I just don't know much about home network storage systems. A little help/into would be great, I have seen the guide for installing it, but I feel I need some guidance.
 
Solution
I try to discourage people from using systems older than Sandy Bridge as file servers. The problem is power consumption. File servers are meant to stay on 24/7. Intel didn't take reducing idle power consumption seriously until Sandy Bridge. Consequently a lot of these older systems will idle at around 100 Watts, vs about 20-25 Watts for a modern system, 5-15 Watts for a proper NAS (and most of that is the hard drives). The only review I could find for an E6400 system was in German, and stated idle power consumption was 123 Watts.
https://www.pcwelt.de/produkte/Intel-Core-2-Duo-E6400-195337.html

If you pay the U.S. average electricity price of 11.5 cents/kWh, each Watt for a device left on 24/7 translates into almost exactly $1 per...
I try to discourage people from using systems older than Sandy Bridge as file servers. The problem is power consumption. File servers are meant to stay on 24/7. Intel didn't take reducing idle power consumption seriously until Sandy Bridge. Consequently a lot of these older systems will idle at around 100 Watts, vs about 20-25 Watts for a modern system, 5-15 Watts for a proper NAS (and most of that is the hard drives). The only review I could find for an E6400 system was in German, and stated idle power consumption was 123 Watts.
https://www.pcwelt.de/produkte/Intel-Core-2-Duo-E6400-195337.html

If you pay the U.S. average electricity price of 11.5 cents/kWh, each Watt for a device left on 24/7 translates into almost exactly $1 per year. So the difference between a 100 Watt old system and a 15 Watt NAS is $85 per year. In a few years, the extra electricity cost ends up exceeding the cost of a NAS. So it's actually cheaper to just buy a NAS rather than to try to recycle such an old system. Both Synology and QNAP make very good dedicated NASes. But depending on your requirements you might even be able to just get an external HDD and plug it into the USB port on your router (the newer routers with USB 3 ports can usually achieve 50+ MB/s throughput).

The WD Red drives are only necessary if you're buying WD and using the drives in RAID. WD intentionally removed a feature to make RAID operation more reliable from all their drives except the red drives. All other drive manufacturers retain this feature (TLER) in all their drives. WD is basically forcing you to pay extra for a feature all other drive manufacturers include through their entire lineup.

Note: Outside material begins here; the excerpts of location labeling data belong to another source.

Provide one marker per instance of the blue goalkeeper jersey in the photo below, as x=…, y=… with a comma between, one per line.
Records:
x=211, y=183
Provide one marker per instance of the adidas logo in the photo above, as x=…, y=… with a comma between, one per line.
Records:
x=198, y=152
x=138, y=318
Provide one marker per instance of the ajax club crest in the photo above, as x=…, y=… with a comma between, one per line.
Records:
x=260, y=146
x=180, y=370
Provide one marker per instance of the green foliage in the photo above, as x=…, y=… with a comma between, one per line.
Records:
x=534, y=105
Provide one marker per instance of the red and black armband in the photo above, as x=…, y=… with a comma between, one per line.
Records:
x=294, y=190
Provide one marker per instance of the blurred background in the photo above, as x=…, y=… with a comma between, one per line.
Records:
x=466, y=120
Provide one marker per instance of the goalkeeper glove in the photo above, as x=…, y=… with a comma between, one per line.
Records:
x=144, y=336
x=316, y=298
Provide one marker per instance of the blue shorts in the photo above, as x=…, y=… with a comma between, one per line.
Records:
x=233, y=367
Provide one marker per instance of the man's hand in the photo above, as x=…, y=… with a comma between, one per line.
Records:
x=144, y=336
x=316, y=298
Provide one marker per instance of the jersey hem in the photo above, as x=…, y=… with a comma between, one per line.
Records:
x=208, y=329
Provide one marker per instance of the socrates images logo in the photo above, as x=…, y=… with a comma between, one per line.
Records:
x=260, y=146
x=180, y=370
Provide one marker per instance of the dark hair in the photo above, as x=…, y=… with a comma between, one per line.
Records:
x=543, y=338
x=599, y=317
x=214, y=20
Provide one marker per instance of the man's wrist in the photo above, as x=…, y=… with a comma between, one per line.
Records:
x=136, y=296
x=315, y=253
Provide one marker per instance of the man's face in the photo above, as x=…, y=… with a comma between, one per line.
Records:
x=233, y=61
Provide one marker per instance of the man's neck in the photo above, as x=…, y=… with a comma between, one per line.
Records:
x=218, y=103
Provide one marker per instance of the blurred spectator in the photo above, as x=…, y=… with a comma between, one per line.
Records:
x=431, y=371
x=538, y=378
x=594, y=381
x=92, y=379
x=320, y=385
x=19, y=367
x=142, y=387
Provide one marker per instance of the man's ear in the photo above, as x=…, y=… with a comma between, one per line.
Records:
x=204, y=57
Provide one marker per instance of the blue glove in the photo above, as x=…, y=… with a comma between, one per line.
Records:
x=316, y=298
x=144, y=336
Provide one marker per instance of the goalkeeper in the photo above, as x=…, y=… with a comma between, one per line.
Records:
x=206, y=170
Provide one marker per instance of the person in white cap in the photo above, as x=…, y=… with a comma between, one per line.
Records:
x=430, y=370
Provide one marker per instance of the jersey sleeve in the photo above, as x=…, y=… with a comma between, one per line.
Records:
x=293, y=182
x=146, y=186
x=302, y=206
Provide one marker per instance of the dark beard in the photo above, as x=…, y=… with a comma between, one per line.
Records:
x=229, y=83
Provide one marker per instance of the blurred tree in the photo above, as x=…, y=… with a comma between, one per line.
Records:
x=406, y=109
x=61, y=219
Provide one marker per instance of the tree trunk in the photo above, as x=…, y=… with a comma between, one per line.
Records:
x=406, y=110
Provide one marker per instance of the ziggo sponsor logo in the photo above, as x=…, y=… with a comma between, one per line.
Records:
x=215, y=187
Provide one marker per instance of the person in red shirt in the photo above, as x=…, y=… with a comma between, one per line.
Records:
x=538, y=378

If you do elect to use your old system rather than buy a NAS and you don't have an extra Windows license, look into FreeNAS. It's based on ZFS which has a lot of features and protections compared to NTFS, HFS, ext4, FAT32, etc. The learning curve is a bit steep though. Don't be put off by the 8 GB RAM requirement. That's really only necessary if you use deduplication, which I definitely recommend you NOT use unless you absolutely need it (it's a CPU and RAM hog which slows down file write speeds by a huge amount). I've got it FreeNAS with deduplication turned off running with 4 GB without problems, and looking at the memory logs it would probably do just fine with 2 GB.